Though the 9310 is able to connect to Boost's 3G network, it's heavily promoted under the carrier's shrinking $45-a-month BBM plan, which gives users access to the Web only through a Wi-Fi connection. An unlimited plan that includes data starts out at $60 a month. Boost's network isn't the fastest, but it does the job. The device took an average of 9 and 14 seconds to load CNET and ESPN's mobile sites, respectively. (Desktop versions of both sites weren't available). It took 56 seconds to load The New York Times' desktop site, and 14 seconds for its mobile site, on average.
The phone's reported talk time is 8 hours. Although I haven't finished our battery drain tests, anecdotally, the phone has a great battery life. Only about a 30 percent of the battery drained after I spent the day browsing the Internet, talking on the phone, and watching videos. I didn't even have to charge it after that and there was plenty enough battery for the next day. According to FCC radiation tests, the phone has a digital SAR rating of 1.58W/kg.

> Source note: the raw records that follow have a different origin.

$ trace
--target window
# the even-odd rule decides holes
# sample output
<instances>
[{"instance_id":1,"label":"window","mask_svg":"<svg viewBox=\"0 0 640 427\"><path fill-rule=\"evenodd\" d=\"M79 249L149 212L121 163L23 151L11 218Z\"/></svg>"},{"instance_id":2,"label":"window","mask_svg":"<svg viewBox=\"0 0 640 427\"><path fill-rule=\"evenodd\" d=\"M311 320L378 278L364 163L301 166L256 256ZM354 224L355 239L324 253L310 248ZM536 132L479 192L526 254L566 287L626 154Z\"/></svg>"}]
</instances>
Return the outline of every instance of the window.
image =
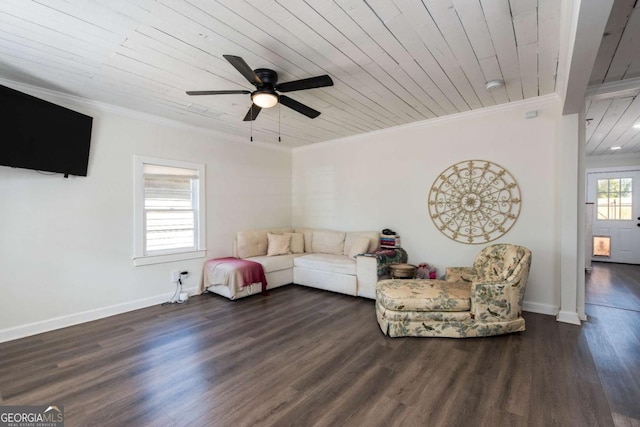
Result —
<instances>
[{"instance_id":1,"label":"window","mask_svg":"<svg viewBox=\"0 0 640 427\"><path fill-rule=\"evenodd\" d=\"M632 178L598 180L598 220L631 220Z\"/></svg>"},{"instance_id":2,"label":"window","mask_svg":"<svg viewBox=\"0 0 640 427\"><path fill-rule=\"evenodd\" d=\"M134 264L204 257L204 165L135 156L134 181Z\"/></svg>"}]
</instances>

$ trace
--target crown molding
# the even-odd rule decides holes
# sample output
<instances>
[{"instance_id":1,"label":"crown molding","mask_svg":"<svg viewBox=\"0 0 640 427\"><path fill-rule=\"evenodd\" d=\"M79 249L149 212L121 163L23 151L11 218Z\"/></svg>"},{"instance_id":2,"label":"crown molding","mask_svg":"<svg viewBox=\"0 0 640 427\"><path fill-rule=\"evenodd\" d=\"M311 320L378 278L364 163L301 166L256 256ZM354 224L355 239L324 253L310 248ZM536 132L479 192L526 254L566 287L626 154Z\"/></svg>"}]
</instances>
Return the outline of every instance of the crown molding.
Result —
<instances>
[{"instance_id":1,"label":"crown molding","mask_svg":"<svg viewBox=\"0 0 640 427\"><path fill-rule=\"evenodd\" d=\"M587 99L600 101L624 96L636 96L638 93L640 93L640 77L589 86L585 96Z\"/></svg>"}]
</instances>

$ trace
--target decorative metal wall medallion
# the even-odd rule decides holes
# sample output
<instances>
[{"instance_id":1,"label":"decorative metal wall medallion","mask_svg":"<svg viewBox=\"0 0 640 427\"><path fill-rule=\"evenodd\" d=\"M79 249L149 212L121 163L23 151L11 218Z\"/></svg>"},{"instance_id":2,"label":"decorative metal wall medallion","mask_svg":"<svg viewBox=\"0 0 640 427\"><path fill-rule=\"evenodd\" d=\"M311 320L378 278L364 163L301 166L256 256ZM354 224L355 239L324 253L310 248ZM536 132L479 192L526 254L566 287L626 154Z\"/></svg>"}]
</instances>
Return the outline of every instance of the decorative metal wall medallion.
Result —
<instances>
[{"instance_id":1,"label":"decorative metal wall medallion","mask_svg":"<svg viewBox=\"0 0 640 427\"><path fill-rule=\"evenodd\" d=\"M520 188L503 167L466 160L442 172L429 192L429 215L448 238L490 242L513 227L520 214Z\"/></svg>"}]
</instances>

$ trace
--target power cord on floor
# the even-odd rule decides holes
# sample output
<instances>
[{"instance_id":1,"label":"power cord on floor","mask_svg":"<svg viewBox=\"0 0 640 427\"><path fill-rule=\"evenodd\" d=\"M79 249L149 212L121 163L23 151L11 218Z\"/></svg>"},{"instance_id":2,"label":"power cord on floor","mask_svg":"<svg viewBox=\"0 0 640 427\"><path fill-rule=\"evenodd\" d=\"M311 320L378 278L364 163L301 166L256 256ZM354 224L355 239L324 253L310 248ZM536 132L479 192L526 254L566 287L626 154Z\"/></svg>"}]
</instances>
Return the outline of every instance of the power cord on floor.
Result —
<instances>
[{"instance_id":1,"label":"power cord on floor","mask_svg":"<svg viewBox=\"0 0 640 427\"><path fill-rule=\"evenodd\" d=\"M188 274L188 271L183 271L178 275L178 280L176 281L176 291L173 293L173 296L169 298L169 301L162 303L163 306L169 304L182 304L186 302L186 300L181 300L179 296L182 293L182 276L186 276Z\"/></svg>"}]
</instances>

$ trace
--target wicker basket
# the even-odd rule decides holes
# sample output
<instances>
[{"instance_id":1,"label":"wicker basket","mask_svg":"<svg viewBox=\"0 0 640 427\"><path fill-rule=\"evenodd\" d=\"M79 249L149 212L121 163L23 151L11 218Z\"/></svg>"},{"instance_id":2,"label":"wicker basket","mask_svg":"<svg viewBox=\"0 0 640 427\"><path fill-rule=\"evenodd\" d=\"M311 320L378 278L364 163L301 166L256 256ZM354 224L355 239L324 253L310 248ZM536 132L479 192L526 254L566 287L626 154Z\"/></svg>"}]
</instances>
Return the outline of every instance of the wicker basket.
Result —
<instances>
[{"instance_id":1,"label":"wicker basket","mask_svg":"<svg viewBox=\"0 0 640 427\"><path fill-rule=\"evenodd\" d=\"M413 279L416 275L416 266L413 264L391 264L391 277L394 279Z\"/></svg>"}]
</instances>

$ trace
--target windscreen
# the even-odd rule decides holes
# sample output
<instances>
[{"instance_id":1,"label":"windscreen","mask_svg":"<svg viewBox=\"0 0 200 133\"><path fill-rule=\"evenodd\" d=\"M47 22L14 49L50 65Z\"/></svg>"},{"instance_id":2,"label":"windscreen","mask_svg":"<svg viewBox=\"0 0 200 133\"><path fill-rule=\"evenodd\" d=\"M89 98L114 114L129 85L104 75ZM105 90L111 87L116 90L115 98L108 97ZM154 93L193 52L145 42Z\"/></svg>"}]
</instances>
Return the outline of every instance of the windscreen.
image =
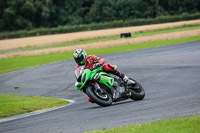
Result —
<instances>
[{"instance_id":1,"label":"windscreen","mask_svg":"<svg viewBox=\"0 0 200 133\"><path fill-rule=\"evenodd\" d=\"M79 66L79 67L75 70L75 77L76 77L76 80L78 80L78 79L81 77L81 74L82 74L83 71L84 71L84 67L85 67L85 66Z\"/></svg>"}]
</instances>

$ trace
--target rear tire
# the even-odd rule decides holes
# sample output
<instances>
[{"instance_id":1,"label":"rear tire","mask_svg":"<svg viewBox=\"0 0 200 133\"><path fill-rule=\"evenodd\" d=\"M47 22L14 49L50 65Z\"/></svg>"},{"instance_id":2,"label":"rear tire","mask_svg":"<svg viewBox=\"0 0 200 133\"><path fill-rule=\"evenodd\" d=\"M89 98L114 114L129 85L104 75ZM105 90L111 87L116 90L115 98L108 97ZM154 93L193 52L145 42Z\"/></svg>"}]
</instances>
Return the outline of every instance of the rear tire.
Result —
<instances>
[{"instance_id":1,"label":"rear tire","mask_svg":"<svg viewBox=\"0 0 200 133\"><path fill-rule=\"evenodd\" d=\"M133 79L131 79L131 80L133 80ZM135 81L135 80L133 80L133 81ZM135 81L135 83L136 84L132 88L129 89L131 92L130 98L135 101L142 100L145 97L144 88L137 81Z\"/></svg>"},{"instance_id":2,"label":"rear tire","mask_svg":"<svg viewBox=\"0 0 200 133\"><path fill-rule=\"evenodd\" d=\"M94 92L93 86L89 86L86 88L86 94L96 104L103 107L112 105L112 98L105 90L104 90L104 93L105 93L105 96L104 96L105 98L101 98L96 94L96 92Z\"/></svg>"}]
</instances>

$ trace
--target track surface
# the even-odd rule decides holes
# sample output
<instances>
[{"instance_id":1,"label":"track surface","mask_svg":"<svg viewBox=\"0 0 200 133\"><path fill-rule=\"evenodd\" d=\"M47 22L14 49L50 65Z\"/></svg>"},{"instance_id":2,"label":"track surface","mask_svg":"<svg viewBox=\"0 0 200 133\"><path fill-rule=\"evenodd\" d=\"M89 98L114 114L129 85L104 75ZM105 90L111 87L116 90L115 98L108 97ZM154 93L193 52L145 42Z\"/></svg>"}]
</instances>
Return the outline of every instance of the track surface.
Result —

Though it's certainly no game changer, the Curve 9310 is a reliable device that sticks to what BlackBerry devotees (however few and far between) come to love. Its familiar portrait keyboard, complete with touch-pad navigation, is still easy to use and makes texting a walk in the park. Call quality was perfectly satisfactory and audio from the speaker was impressive. And if you're to keen on high specs, the phone's 3.2 megapixel camera is enough to get by.